We have few details of the manner in which the punishments of drowning and burying alive were effected; and probably the most authentic illustrations may be found in the representations of martyrdoms in ancient MSS., where the saint is seen precipitated into the river, or lowered into a draw-well; but the following account, in the Transactions of the Society of Northern Antiquaries,[2] affords a graphic sketch of the manner in which the criminal was sometimes consigned to the earth when buried alive.[3]
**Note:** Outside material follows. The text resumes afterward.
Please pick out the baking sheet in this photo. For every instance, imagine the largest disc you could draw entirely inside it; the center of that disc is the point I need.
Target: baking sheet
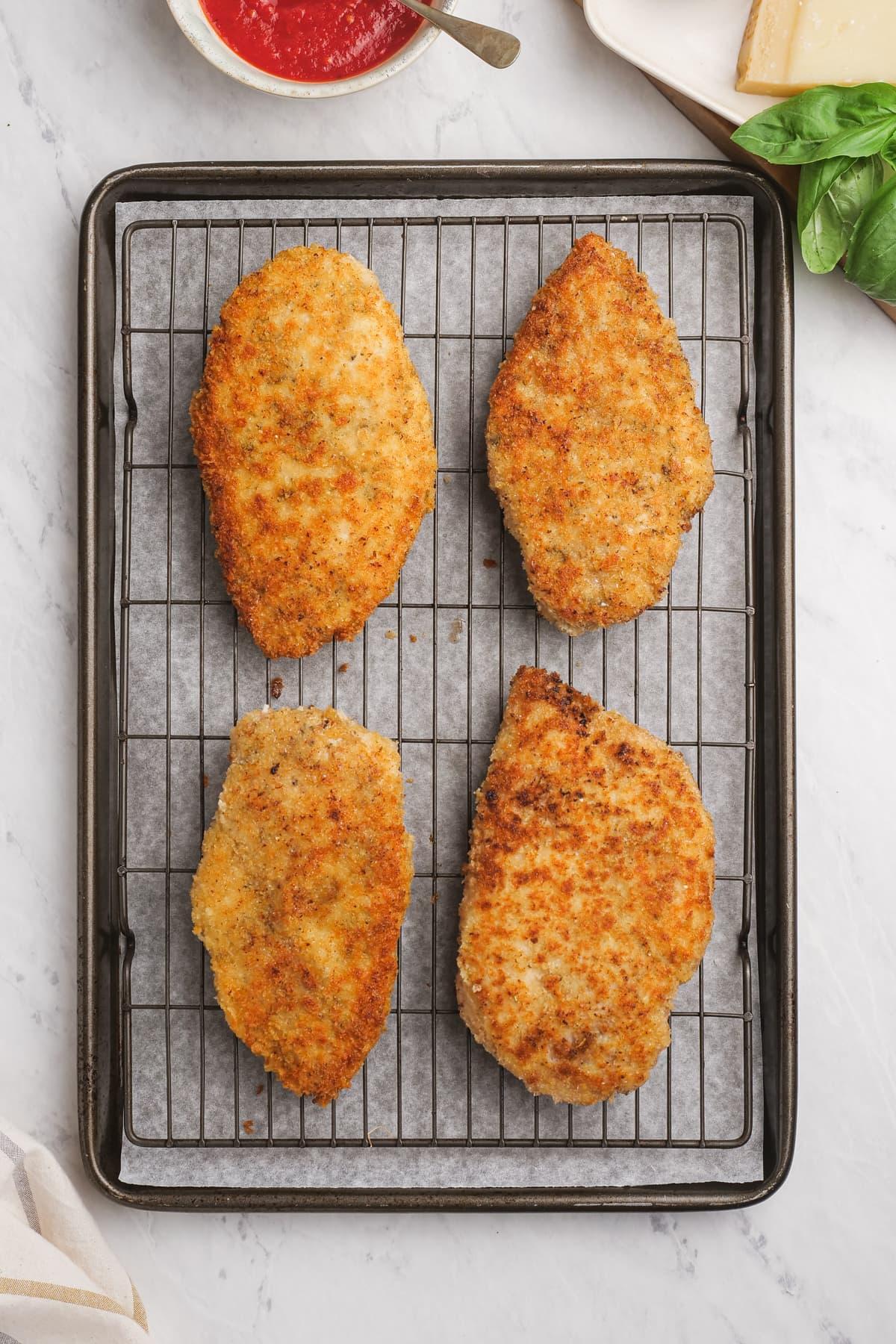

On the 20th of October, 1835, some labourers were engaged in digging a boundary-trench through the moor near Haraldskiær, in the district of Veile, in North Jutland, when one of them, at the depth of 1½ ell under the surface of the ground, observed an arm and a foot of a human body. The next clay they pursued the search, and began by pulling at the limbs they had discovered, but could not get the body up, a circumstance which caused them no little surprise, as it lay in the soft soil of the moor. On digging round it, however, they observed on closer examination that it was fastened down in the mire with wooden hooks tight over each knee, and one over each elbow. The body was still further secured by cross-bands of strong boughs, one over the breast, the other across the abdomen. The head lay to the east, with the feet to the west. The boughs and hooks having been removed, the body was taken up, and found to be that of a woman, preserved in a mummy-like state. Fragments of the dress in which it had been clad showed that it had been concealed in that spot for many centuries. A few weeks after, a further search led to the discovery of several remnants of clothing and eight fragments of wooden hooks and stakes; but, as the water increased, and the weather was not favourable, the examination was suspended until July in the following year, when a complete investigation of the spot was undertaken. The depth of the morass was then ascertained to be about eleven ells (Danish). The body was submitted to the inspection of an anatomist, who pronounced it to be that of a woman about fifty years old. There were the full number of

  1. Lersner, loc. cit.
  2. Annaler for Nordisk Oldteyndighed, 1836-7, p. 160.
  3. We learn no details of this mode of execution from the "Praxis Criminis" of Millæus, fol. Par. 1558, nor from "La Practique et Enchiridion des Causes Criminelles, par Josse de Damhoudere," Louvain, 4°, 1554, although in the latter there is express mention of "la fosse" as one of the punishments common at that day.